With one half turn completed, I checked again for the cervix. Progress! I could slip one finger straight through! And even better news, I felt a hoof on the other side and it had twitched indicating that the kid was still alive! Unsure whether or not the cervix should be completely dilated with a straightened out uterus, I gently massaged her cervix to see if it just needed encouragement to dilate. It was very slow progress so I opted to try Shaffer´s method once again. We did and things were the same. We tried twice more with the same result. A quick call to my mentor yielded the second assumed diagnosis which was ring womb. A condition where for some reason (usually mal-presentation of the kid), the cervix does not dilate. Not a death sentence, it just means that it has to be manually done with gentle massage in the cervix.

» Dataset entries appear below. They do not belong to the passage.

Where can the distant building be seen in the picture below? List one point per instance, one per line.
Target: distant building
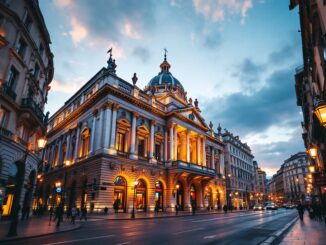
(114, 144)
(239, 171)
(295, 172)
(26, 70)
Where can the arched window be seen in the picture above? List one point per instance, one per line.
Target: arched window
(85, 135)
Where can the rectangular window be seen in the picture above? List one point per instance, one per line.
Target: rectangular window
(28, 21)
(36, 71)
(141, 147)
(121, 142)
(21, 47)
(4, 117)
(157, 152)
(12, 77)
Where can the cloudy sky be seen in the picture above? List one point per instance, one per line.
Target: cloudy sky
(236, 56)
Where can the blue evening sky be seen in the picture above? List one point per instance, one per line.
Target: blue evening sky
(236, 56)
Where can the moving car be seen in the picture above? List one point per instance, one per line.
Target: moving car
(258, 207)
(271, 206)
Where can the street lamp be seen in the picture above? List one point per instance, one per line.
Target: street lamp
(320, 112)
(312, 151)
(133, 202)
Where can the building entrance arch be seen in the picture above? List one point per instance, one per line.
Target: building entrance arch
(180, 195)
(141, 192)
(193, 195)
(159, 194)
(120, 193)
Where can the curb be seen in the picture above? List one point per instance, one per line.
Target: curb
(162, 217)
(39, 235)
(276, 236)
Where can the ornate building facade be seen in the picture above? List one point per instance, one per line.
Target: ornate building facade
(26, 70)
(112, 142)
(240, 172)
(310, 89)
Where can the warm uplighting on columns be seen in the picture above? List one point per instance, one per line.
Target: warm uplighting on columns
(320, 112)
(312, 151)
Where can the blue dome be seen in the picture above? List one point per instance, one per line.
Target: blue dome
(165, 78)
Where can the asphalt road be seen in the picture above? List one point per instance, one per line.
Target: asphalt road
(232, 228)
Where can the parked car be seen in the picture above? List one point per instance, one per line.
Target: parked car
(258, 207)
(271, 206)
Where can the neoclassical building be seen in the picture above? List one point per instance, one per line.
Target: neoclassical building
(240, 172)
(26, 70)
(113, 142)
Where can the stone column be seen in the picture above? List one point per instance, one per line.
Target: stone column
(152, 142)
(112, 149)
(204, 152)
(77, 143)
(175, 138)
(92, 148)
(171, 144)
(107, 123)
(133, 136)
(166, 145)
(212, 158)
(198, 150)
(188, 145)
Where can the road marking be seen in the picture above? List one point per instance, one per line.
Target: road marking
(79, 240)
(209, 237)
(181, 232)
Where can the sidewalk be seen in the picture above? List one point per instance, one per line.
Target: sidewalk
(151, 215)
(35, 227)
(307, 232)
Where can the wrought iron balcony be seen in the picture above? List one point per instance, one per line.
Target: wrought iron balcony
(9, 91)
(194, 167)
(29, 103)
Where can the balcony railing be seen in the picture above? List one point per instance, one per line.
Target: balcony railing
(29, 103)
(194, 167)
(8, 91)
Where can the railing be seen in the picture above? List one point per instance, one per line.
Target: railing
(196, 167)
(8, 91)
(8, 134)
(30, 104)
(125, 88)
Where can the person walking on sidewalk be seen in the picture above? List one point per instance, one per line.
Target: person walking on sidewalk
(83, 213)
(300, 209)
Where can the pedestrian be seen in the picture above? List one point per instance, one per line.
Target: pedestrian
(300, 209)
(73, 215)
(225, 209)
(59, 215)
(176, 209)
(83, 213)
(1, 210)
(157, 207)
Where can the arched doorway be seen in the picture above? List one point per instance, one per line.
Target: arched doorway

By this point, it was around 5pm and the sun was setting quickly. Scott ran in the house to grab a light and a bottle of whiskey (for my nerves, not Magnolia's). Slow and steady was the preferred method so as to not do any damage. I spent 5 minutes in, and 1 minute out, repeating the process for the next 2 and a half hours until I was finally able to fit my entire fist through the cervix into the uterus. I felt around for which parts were coming first and maneuvered the kid into proper position.
Magnolia had been through nearly 4 hours of very difficult and painful labor by now and was losing steam. Her pushing grew weaker so I helped her get the first kid out, alive! A buckling. Perfect in every way with blue eyes like his mamma! Magnolia was thrilled and eagerly began to lick her very first baby clean. I deemed it necessary to get the second kid out very quickly as there was likely some trauma in the whole ordeal. After one minute with her baby, I reached back in to position the next kid and get it out, hopefully alive. He was! A second perfect little boy, smaller, with brown eyes. Palpating the area just in front of her udder, I could tell that the two kids were it for her.
Phew! We did it! There was cheering, and words of encouragement towards Magnolia. She had made it through with two healthy kids.
We gave Magnolia the works from an injection of pain medication, B-vitamin shot, goat drench, tons of love, and some fresh tasty leaves. I checked on her a few times that night, knowing that she would be exhausted. I needed to make sure she was doing well under the circumstances. Chewing cud, eating and staying hydrated, caring for her babies. She is amazing. She took great care of those babies the first few days and made a very quick recovery.
This had been the most difficult birth I had ever been responsible for, and everyone survived. I felt like an absolute rockstar. It is my full belief that in most of these cases involving goats, the go-to procedure is to haul the goat to the vet for a c-section. I absolutely did not want to do that. Slow and steady did win the race on that day in March. No antibiotics were given, no surgical wounds were stitched up. We had three healthy goats and we were so happy.
It should be mentioned that I never could have done this without the encouragement from my best friend and partner in life, Scott, as well as my friends who came to help a friend in need. I am so grateful to have so much support in the times when we need it most. Thank you to all!